7 Key Tax and Savings Planning Tips

Jason Porter, the Business Development Director for international tax and wealth management specialists Blevins Frank, provides us with some top tips which will help those of you looking to move to Europe start to plan your financial future.

  1. Only deal with financial firms who are reputable, have local registered offices, and are English speaking with English language documentation. Several UK financial planning firms “passport” their services into other countries. Visit their offices, check them out, and ask friends and neighbours of any experiences.  The rest of Europe is not quite so hot on qualifications and authorisation as the UK, so be very wary of the ‘out of the boot of a car’ adviser.
  2. If it sounds too good to be true, it probably is! Most people happily live by this maxim in the UK, but on moving overseas seem to put their common sense in a box in long-term storage until they come back. But, it is even more important overseas, where there are so many horror stories of investments gone wrong and life savings lost.

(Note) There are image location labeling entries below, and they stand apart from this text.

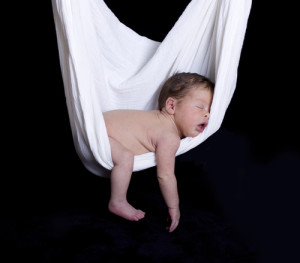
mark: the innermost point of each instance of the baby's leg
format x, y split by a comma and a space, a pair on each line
120, 179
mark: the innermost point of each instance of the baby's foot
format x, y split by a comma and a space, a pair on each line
125, 210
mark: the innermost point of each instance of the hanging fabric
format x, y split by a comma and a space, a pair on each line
105, 65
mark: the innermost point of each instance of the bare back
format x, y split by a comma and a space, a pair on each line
138, 131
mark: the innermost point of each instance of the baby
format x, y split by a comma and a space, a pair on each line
184, 106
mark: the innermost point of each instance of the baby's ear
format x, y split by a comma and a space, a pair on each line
170, 105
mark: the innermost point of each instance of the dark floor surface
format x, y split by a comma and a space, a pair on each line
233, 209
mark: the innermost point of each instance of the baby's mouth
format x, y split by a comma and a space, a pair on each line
201, 127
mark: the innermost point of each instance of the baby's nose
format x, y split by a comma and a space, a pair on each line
206, 115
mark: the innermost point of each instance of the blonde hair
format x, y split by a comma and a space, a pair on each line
178, 85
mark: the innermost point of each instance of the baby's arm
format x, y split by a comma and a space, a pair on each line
166, 149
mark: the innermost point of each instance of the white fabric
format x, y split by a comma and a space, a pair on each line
106, 65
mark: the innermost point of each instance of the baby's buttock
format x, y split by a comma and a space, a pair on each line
131, 129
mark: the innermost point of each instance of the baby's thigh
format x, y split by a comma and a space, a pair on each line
119, 153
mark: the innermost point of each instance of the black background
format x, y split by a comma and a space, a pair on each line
252, 162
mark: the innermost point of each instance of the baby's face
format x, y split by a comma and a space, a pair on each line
192, 112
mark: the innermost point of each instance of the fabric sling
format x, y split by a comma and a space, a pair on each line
106, 65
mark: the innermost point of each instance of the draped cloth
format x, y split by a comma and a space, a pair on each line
106, 65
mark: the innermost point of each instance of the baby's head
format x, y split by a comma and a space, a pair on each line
178, 85
188, 97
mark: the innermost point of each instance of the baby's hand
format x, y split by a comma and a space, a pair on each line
174, 215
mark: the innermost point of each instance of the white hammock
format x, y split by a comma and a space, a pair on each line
105, 65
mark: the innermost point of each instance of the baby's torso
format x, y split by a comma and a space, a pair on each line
136, 130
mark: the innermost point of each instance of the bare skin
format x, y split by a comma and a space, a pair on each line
133, 132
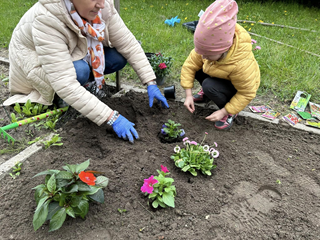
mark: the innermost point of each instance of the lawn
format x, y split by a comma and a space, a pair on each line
284, 69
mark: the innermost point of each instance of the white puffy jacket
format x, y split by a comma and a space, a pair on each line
46, 42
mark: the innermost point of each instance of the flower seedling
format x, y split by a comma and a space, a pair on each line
54, 141
160, 189
65, 193
16, 169
160, 64
195, 157
171, 131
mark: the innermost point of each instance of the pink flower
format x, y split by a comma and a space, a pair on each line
162, 66
148, 184
194, 143
164, 169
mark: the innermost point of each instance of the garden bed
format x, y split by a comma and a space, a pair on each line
265, 186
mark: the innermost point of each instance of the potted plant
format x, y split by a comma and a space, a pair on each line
170, 132
161, 66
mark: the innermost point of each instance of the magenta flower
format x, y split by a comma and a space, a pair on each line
194, 143
148, 184
162, 66
164, 169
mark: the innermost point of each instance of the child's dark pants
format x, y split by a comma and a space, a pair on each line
220, 91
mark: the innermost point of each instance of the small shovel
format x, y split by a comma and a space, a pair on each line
27, 121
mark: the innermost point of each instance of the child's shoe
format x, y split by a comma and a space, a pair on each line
226, 122
199, 97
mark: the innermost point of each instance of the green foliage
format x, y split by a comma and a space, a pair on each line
65, 193
195, 157
161, 65
164, 192
54, 141
171, 130
16, 169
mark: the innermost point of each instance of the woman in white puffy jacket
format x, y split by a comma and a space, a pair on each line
58, 44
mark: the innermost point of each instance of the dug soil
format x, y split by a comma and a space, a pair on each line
265, 186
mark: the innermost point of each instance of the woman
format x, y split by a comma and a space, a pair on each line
57, 45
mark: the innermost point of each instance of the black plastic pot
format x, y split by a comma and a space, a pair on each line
170, 92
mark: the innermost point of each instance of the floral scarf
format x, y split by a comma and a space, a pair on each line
94, 32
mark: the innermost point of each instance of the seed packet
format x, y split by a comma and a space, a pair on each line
270, 114
300, 101
260, 109
292, 119
315, 110
306, 115
313, 123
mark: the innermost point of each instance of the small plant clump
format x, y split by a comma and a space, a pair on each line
195, 157
170, 132
67, 193
160, 189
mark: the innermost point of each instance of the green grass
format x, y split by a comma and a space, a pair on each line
284, 70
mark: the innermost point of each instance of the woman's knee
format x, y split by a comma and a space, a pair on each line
114, 61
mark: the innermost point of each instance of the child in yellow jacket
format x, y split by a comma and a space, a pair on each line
223, 63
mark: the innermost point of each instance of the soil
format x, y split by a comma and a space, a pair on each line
265, 186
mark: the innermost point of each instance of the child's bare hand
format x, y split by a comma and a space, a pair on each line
217, 115
189, 104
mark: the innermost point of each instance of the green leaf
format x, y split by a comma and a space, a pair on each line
84, 207
82, 166
83, 186
168, 199
40, 215
70, 212
57, 219
98, 196
102, 181
64, 175
53, 208
51, 185
73, 188
155, 204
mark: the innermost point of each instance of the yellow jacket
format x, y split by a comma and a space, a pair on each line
239, 66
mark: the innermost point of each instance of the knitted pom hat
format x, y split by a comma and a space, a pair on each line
215, 30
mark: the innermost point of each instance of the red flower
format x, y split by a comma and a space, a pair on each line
87, 178
162, 66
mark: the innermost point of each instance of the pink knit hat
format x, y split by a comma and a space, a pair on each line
215, 30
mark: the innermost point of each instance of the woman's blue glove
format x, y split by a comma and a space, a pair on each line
154, 92
124, 128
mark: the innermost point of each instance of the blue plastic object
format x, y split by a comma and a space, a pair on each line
172, 21
154, 92
124, 128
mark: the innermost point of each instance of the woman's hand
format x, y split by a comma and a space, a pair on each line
217, 115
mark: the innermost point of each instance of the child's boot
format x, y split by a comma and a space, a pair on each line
226, 122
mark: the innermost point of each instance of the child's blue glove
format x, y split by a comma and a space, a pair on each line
154, 92
172, 21
124, 128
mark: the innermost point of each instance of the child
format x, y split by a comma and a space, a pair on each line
223, 63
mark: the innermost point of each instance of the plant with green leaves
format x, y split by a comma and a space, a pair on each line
16, 169
160, 189
65, 193
54, 141
195, 157
171, 130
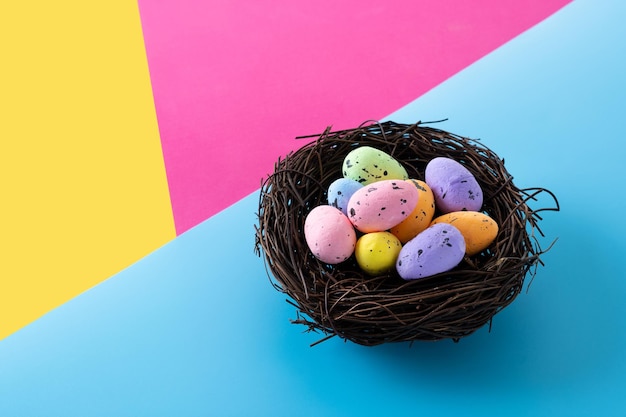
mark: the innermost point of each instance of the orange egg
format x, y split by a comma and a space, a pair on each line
421, 217
478, 229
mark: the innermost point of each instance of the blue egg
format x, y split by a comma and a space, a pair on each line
340, 191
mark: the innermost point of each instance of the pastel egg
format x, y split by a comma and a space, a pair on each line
329, 234
376, 253
382, 205
421, 216
437, 249
367, 165
340, 191
454, 187
478, 229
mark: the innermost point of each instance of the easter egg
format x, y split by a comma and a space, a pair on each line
478, 229
376, 253
367, 165
340, 191
329, 234
454, 187
437, 249
421, 216
382, 205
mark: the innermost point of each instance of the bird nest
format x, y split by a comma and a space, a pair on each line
341, 300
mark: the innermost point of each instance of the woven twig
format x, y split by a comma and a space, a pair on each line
340, 299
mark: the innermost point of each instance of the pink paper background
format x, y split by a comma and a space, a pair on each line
234, 82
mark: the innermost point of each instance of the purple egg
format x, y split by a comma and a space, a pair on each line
437, 249
340, 191
454, 187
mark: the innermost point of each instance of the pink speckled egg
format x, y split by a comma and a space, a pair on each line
382, 205
329, 234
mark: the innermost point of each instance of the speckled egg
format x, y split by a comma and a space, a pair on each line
376, 253
340, 191
454, 187
367, 165
437, 249
421, 216
380, 206
329, 234
478, 229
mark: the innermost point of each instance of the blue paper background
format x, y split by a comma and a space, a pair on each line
196, 328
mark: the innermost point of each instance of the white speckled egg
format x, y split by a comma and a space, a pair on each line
367, 165
340, 191
329, 234
381, 205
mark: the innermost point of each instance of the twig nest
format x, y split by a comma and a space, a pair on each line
371, 304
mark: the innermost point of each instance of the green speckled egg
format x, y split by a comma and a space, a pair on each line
367, 165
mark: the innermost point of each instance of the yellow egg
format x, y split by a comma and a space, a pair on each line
421, 217
478, 229
376, 252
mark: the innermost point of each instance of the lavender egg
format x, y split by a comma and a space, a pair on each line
340, 191
437, 249
454, 187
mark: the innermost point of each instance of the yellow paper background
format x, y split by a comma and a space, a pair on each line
83, 187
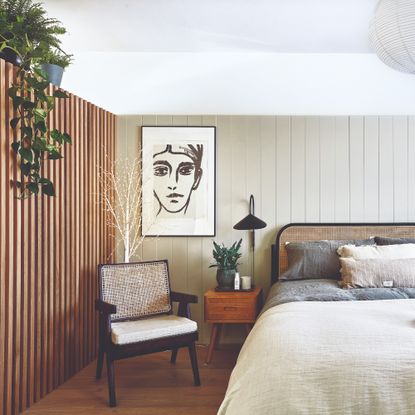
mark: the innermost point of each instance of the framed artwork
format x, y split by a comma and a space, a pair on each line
178, 176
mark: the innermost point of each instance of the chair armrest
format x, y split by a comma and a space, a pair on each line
183, 298
105, 308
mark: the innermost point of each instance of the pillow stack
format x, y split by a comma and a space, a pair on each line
378, 266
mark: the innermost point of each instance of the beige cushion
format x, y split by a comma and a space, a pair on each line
151, 328
377, 272
376, 251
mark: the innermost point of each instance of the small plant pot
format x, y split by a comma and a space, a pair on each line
54, 73
225, 278
9, 55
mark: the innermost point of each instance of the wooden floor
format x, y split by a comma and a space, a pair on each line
147, 385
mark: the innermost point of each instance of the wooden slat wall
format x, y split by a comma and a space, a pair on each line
49, 250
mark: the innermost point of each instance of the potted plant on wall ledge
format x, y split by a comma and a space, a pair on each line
54, 62
27, 35
227, 263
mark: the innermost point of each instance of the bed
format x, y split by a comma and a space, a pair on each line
319, 349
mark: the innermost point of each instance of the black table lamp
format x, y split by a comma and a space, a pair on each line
250, 223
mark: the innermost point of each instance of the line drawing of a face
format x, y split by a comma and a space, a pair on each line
177, 173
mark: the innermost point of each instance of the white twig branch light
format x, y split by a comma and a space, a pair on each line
121, 197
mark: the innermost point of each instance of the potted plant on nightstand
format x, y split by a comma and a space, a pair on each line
226, 262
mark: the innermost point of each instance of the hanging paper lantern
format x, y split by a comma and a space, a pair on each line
392, 34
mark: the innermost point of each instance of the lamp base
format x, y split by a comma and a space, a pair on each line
231, 290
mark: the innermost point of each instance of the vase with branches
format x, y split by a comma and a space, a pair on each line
121, 199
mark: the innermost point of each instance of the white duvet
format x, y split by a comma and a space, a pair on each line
346, 357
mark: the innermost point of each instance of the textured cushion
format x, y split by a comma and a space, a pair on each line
126, 332
137, 289
316, 259
383, 240
375, 251
375, 273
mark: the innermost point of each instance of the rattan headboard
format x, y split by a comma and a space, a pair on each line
296, 232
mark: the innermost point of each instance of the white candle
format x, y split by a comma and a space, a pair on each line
246, 282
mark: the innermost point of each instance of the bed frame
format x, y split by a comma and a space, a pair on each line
297, 232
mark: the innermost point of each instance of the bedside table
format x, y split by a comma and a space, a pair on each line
230, 307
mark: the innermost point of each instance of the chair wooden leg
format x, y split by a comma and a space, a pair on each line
173, 355
193, 359
111, 380
100, 361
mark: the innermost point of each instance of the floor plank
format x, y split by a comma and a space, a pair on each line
146, 385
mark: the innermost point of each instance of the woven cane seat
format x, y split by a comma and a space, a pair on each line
151, 328
137, 289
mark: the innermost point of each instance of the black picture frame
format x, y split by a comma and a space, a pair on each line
167, 227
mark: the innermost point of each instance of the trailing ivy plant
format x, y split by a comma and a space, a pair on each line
34, 142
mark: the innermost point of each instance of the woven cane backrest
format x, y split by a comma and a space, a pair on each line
137, 289
317, 232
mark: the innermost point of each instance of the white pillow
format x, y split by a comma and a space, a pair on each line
401, 251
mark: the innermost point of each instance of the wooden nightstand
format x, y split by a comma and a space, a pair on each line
233, 307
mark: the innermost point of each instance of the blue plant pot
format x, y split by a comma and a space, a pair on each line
225, 278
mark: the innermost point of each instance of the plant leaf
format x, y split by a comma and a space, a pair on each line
17, 101
60, 94
14, 122
28, 105
33, 187
16, 146
26, 154
48, 189
67, 138
25, 168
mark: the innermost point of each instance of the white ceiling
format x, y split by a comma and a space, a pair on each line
283, 26
229, 57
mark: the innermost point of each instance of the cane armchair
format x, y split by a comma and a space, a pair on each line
135, 316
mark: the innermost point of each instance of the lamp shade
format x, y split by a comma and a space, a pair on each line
392, 34
250, 222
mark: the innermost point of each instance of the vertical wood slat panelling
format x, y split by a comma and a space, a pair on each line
359, 168
49, 250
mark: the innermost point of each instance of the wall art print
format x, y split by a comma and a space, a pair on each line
178, 176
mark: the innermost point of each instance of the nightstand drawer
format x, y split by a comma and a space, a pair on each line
233, 311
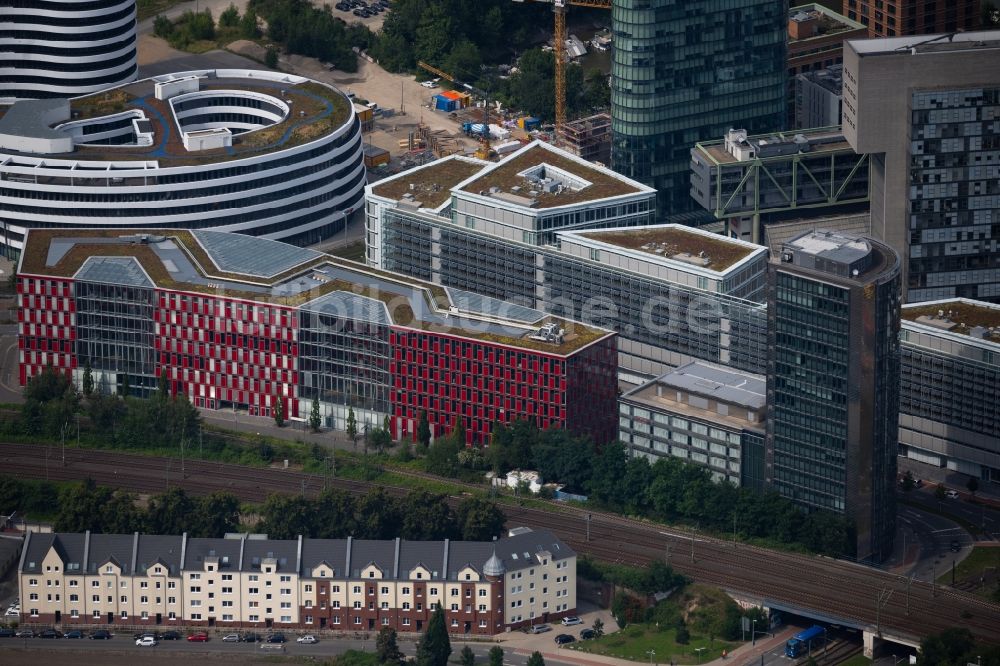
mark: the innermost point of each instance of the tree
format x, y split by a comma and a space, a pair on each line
248, 25
279, 411
315, 420
352, 427
271, 58
972, 485
427, 517
479, 519
88, 379
230, 17
386, 647
169, 512
434, 647
683, 635
215, 515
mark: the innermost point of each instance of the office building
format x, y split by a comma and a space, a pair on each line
949, 416
684, 72
261, 153
816, 36
833, 381
749, 180
673, 293
925, 108
703, 414
819, 97
891, 18
247, 581
65, 48
241, 323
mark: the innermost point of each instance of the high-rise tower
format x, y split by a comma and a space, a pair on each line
65, 48
833, 381
684, 72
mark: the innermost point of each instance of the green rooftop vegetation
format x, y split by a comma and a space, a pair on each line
602, 185
430, 185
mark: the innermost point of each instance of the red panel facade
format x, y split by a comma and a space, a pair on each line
223, 350
483, 382
46, 325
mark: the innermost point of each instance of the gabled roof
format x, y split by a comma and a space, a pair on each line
116, 548
227, 550
284, 552
165, 549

  3. Never sign anything until you have received all advice in writing, in English – but be prepared to pay for it. Cross-border tax and financial expertise is not cheap, but will likely save you a lot more in the long run.
  4. It is never too early to get a good understanding of your new countries tax and financial regime. It might be beneficial to adjust your assets before you leave the UK, or to put something in place as soon as possible after moving. You might miss out if you leave your education until you arrive.
  5. The days of living in Europe without declaring all of your worldwide assets and income are long gone. International automatic exchange of financial information means your local tax authorities will eventually catch up with you. And do not think you will have moved on before this happens. Many European countries are far ahead of the UK, in terms of IT.
  6. Be aware that investments like ISAs, Venture Capital Trusts and Enterprise Investment Schemes do not have the same tax-saving benefits overseas as they do in the UK, and it is likely they will be taxed much like any other investment. You will need to consider adjusting your investment holdings and structures to what might be tax efficient in your new jurisdiction.
  7. Investment holding vehicles like insurance bonds offer significant tax-saving benefits in the UK. Variations of the same exist all over Europe, but where the benefits in each country differ, but could include income tax, inheritance tax and wealth tax savings.  Make sure you learn about these ideas and take the correct advice before adjusting your investments in your new country.